Schweppes appeared out of the cat fight with a black eye and numerous cuts. Meilin was knocked unconscious.

(Schweppes: Told ya so!

Jack: Shhh, I don't want to be kidnapped, you're stalling them!

Schweppes: Humph.)

"How could Jack be kidnapped? Nooo, not Jack, why couldn't he have killed Lock, Shock and Barrel instead?" Sally was getting paranoid.

"Sorry Sally, I know what it's like to lose a loved one." 'Sora's still jealous. He probably thinks that Kairi likes me better. I think that it's the other way around.'

All of a sudden Jiminy Cricket popped out of nowhere and started singing When You Wish Upon a Star. This seemed to give Kairi an idea.

"Why don't we wish on a star?" Kairi asked.

(Jack: Ah, I sense a genius. -rolls his eyes-)

"Umm... the shooting stars are the gum-." I stopped Sora mid sentence.

"I was saying, the shooting stars are actually the gummi pieces." I finished.

"And since there are none out there, that means there won't be any shooting stars." Sora wanted to sound smart.

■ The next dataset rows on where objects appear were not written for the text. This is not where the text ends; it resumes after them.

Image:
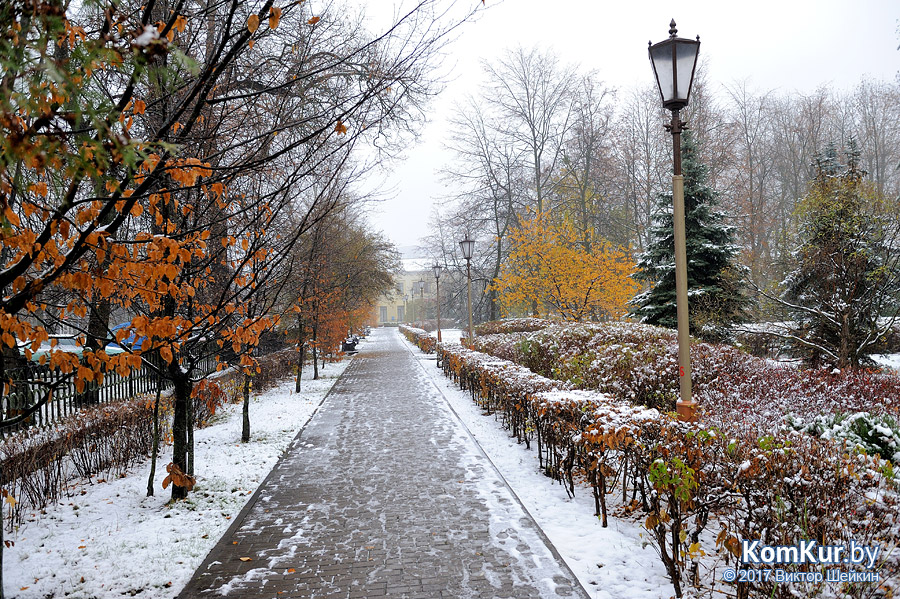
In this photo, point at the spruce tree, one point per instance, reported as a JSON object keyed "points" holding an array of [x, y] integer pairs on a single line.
{"points": [[716, 292], [842, 295]]}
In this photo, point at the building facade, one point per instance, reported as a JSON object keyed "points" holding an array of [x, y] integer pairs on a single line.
{"points": [[412, 298]]}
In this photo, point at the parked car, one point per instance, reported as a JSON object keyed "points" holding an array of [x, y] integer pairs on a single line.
{"points": [[68, 344], [131, 342]]}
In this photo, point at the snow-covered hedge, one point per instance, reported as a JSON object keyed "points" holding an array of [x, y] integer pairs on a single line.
{"points": [[698, 488], [37, 464], [738, 393], [513, 325]]}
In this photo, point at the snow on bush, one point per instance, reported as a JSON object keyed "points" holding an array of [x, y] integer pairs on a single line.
{"points": [[699, 488], [736, 392]]}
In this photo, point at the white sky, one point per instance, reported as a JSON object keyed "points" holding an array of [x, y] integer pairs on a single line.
{"points": [[773, 44]]}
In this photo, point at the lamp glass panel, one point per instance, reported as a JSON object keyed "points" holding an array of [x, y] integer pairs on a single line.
{"points": [[467, 245], [661, 55], [685, 57]]}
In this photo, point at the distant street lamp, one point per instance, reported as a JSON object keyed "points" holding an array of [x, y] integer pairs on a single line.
{"points": [[674, 61], [421, 284], [437, 295], [467, 246]]}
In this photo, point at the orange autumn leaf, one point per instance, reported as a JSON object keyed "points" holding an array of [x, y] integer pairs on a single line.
{"points": [[274, 17]]}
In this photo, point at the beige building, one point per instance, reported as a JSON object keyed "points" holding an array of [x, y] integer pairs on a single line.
{"points": [[409, 302]]}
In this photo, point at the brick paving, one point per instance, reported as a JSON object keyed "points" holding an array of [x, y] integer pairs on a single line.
{"points": [[383, 494]]}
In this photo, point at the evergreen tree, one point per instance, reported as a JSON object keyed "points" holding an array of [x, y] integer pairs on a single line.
{"points": [[842, 294], [715, 287]]}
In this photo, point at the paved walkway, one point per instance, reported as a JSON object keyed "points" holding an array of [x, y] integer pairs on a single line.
{"points": [[384, 494]]}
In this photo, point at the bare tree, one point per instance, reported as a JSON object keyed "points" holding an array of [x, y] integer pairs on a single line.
{"points": [[530, 96]]}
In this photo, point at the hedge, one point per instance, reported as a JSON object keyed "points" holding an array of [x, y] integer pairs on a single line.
{"points": [[697, 489]]}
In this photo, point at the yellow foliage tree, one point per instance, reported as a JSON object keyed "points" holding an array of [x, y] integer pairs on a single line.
{"points": [[549, 267]]}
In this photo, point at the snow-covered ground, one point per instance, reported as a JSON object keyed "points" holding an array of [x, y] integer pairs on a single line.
{"points": [[110, 540], [890, 360], [611, 562]]}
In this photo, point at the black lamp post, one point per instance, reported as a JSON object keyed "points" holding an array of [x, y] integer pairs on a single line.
{"points": [[674, 61], [421, 285], [467, 246], [437, 295]]}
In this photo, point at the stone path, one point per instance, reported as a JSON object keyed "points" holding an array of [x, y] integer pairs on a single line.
{"points": [[384, 494]]}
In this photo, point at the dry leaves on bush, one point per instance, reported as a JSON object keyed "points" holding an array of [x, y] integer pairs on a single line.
{"points": [[178, 478]]}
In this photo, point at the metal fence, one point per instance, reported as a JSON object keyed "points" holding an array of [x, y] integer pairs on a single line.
{"points": [[31, 382]]}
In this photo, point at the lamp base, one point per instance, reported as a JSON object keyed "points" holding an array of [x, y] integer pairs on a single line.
{"points": [[687, 411]]}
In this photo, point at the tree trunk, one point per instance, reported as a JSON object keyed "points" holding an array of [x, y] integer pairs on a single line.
{"points": [[154, 455], [301, 345], [314, 348], [245, 431], [180, 438]]}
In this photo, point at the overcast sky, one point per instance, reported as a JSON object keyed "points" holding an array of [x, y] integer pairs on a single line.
{"points": [[773, 44]]}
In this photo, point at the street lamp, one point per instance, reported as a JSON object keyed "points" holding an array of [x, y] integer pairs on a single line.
{"points": [[674, 61], [437, 295], [421, 285], [467, 246]]}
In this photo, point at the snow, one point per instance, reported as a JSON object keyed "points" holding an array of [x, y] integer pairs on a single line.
{"points": [[609, 562], [449, 335], [109, 540], [892, 361], [147, 36]]}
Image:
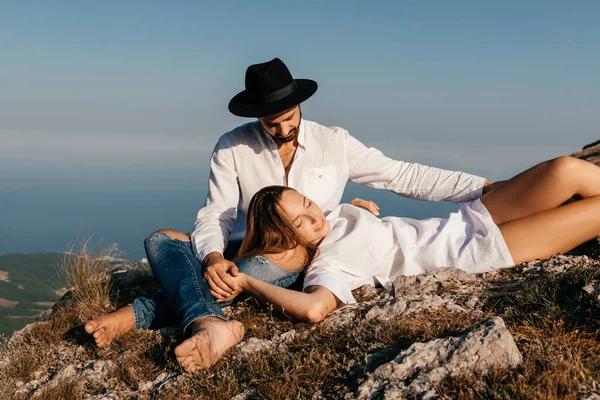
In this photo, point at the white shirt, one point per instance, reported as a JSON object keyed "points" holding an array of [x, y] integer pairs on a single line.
{"points": [[246, 159], [363, 249]]}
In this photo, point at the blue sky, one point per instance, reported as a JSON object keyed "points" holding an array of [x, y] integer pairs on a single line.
{"points": [[92, 90]]}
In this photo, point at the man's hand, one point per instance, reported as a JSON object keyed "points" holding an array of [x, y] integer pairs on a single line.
{"points": [[367, 205], [218, 273], [240, 281]]}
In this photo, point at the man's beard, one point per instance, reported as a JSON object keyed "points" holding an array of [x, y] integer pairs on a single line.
{"points": [[292, 135]]}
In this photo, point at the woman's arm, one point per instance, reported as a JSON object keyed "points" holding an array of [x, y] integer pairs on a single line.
{"points": [[312, 306]]}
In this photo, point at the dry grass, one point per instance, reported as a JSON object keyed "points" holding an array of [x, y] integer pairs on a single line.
{"points": [[68, 389], [86, 271], [317, 359]]}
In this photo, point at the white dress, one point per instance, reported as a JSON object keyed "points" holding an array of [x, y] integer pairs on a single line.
{"points": [[363, 249]]}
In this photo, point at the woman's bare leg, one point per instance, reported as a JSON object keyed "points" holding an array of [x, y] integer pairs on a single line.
{"points": [[553, 231], [543, 187]]}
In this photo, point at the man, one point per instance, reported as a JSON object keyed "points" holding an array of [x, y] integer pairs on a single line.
{"points": [[280, 148]]}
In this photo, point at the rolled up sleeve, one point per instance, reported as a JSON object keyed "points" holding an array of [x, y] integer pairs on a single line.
{"points": [[215, 220], [370, 167]]}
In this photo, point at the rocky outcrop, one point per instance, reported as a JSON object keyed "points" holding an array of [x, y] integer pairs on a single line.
{"points": [[415, 371], [399, 344]]}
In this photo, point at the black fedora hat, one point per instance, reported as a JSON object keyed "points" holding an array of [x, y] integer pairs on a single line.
{"points": [[270, 89]]}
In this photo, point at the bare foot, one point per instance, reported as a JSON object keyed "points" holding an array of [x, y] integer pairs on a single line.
{"points": [[211, 337], [108, 327]]}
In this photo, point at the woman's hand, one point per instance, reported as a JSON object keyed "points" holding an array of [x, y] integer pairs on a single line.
{"points": [[367, 205], [218, 274], [240, 281]]}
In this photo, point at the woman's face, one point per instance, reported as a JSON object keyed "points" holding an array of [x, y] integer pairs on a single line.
{"points": [[305, 216]]}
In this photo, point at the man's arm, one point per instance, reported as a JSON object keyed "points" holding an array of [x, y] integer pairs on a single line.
{"points": [[370, 167], [215, 221], [312, 306]]}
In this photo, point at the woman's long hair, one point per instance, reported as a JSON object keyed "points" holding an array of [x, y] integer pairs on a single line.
{"points": [[269, 232]]}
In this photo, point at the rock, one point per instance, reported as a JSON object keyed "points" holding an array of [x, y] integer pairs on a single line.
{"points": [[590, 396], [391, 309], [341, 319], [287, 336], [65, 373], [415, 371], [254, 345], [432, 282], [593, 289]]}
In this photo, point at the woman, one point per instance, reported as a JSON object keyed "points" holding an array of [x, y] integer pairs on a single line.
{"points": [[518, 221]]}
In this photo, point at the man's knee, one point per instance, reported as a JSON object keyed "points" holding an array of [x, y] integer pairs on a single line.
{"points": [[172, 234]]}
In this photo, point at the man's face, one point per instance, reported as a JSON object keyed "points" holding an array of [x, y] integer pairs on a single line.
{"points": [[284, 126]]}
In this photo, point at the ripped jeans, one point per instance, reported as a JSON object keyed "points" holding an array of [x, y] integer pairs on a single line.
{"points": [[185, 295]]}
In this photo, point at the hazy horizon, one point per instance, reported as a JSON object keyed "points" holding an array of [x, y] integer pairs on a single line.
{"points": [[109, 111]]}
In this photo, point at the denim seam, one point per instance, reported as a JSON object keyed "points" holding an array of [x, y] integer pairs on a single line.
{"points": [[196, 285], [136, 323]]}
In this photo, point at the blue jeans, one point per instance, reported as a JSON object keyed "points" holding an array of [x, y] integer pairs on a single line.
{"points": [[185, 295]]}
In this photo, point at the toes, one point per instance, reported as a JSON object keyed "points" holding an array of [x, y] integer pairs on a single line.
{"points": [[184, 349], [90, 327]]}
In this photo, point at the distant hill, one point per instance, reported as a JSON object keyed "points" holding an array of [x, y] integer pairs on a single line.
{"points": [[28, 285]]}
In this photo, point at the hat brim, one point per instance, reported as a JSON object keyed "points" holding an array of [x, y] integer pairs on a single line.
{"points": [[243, 106]]}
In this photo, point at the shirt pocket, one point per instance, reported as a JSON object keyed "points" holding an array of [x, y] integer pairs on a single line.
{"points": [[321, 184]]}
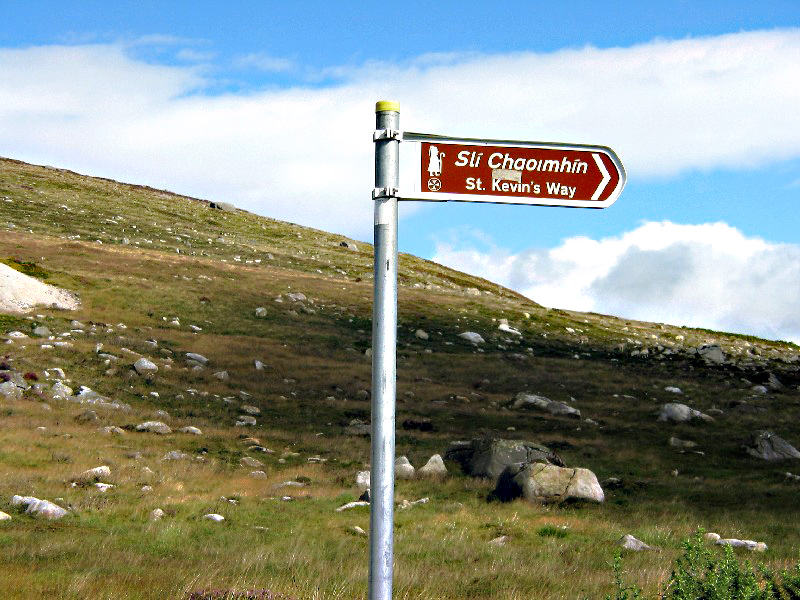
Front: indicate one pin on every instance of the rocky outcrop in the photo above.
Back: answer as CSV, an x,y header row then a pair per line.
x,y
769,446
488,457
541,483
675,412
523,400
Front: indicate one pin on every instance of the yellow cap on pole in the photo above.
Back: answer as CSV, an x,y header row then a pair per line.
x,y
387,105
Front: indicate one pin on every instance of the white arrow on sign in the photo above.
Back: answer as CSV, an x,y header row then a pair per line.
x,y
606,176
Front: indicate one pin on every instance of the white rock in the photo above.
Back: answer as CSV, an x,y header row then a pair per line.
x,y
504,326
175,455
144,366
403,469
631,543
39,508
350,505
472,337
92,475
433,468
59,390
362,480
191,430
197,357
214,517
675,412
154,427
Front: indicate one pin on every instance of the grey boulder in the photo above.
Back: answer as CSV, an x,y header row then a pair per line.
x,y
524,400
488,457
675,412
541,483
769,446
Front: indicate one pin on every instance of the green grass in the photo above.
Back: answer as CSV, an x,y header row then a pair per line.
x,y
308,393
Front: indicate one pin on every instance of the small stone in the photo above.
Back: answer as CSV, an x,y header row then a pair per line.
x,y
499,541
350,505
175,455
145,367
362,480
214,517
403,469
154,427
93,475
472,337
433,468
631,543
197,358
112,430
87,416
191,430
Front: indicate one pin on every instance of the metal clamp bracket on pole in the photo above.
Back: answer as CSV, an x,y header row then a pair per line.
x,y
385,193
387,134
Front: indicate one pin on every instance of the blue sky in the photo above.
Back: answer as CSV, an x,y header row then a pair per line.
x,y
270,106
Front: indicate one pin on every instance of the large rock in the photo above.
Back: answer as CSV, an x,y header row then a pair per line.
x,y
523,400
711,354
403,469
472,337
154,427
145,367
434,468
93,475
540,482
631,543
769,446
488,457
199,358
10,391
675,412
43,509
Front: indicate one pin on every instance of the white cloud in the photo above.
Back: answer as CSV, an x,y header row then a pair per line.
x,y
305,154
265,62
709,276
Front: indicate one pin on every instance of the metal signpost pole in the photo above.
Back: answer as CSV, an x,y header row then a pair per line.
x,y
384,345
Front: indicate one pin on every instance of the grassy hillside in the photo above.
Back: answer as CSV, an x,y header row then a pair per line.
x,y
162,275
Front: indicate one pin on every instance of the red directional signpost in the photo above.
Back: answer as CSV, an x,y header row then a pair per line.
x,y
461,170
535,173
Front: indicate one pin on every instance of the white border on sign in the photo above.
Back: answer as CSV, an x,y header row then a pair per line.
x,y
416,193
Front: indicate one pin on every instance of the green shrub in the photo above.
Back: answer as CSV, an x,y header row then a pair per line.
x,y
700,575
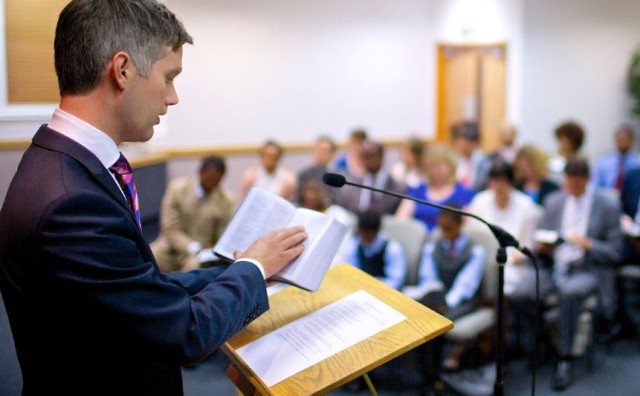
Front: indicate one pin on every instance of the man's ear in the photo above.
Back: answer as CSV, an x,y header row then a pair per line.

"Sora, since when did you get so smart? Before you always asked so many questions."

"Duh, I read all of Ansem's reports in the last game!"

"No, really? I would of never guessed." I said it with sarcasm. "And Kairi gave them to me to read before. So I get the idea. Hey, where did Meilin go anyway, she hasn't talked for a long time."

(Jack: Yeah, where did she go?

Schweppes: SHH, you're ruining the fic!

Jack: No I'm not, you're just mad.

Schweppes: NO I'M NOT, STOP TALKING!

Jack: Yes you are and fine, go on with the fic!)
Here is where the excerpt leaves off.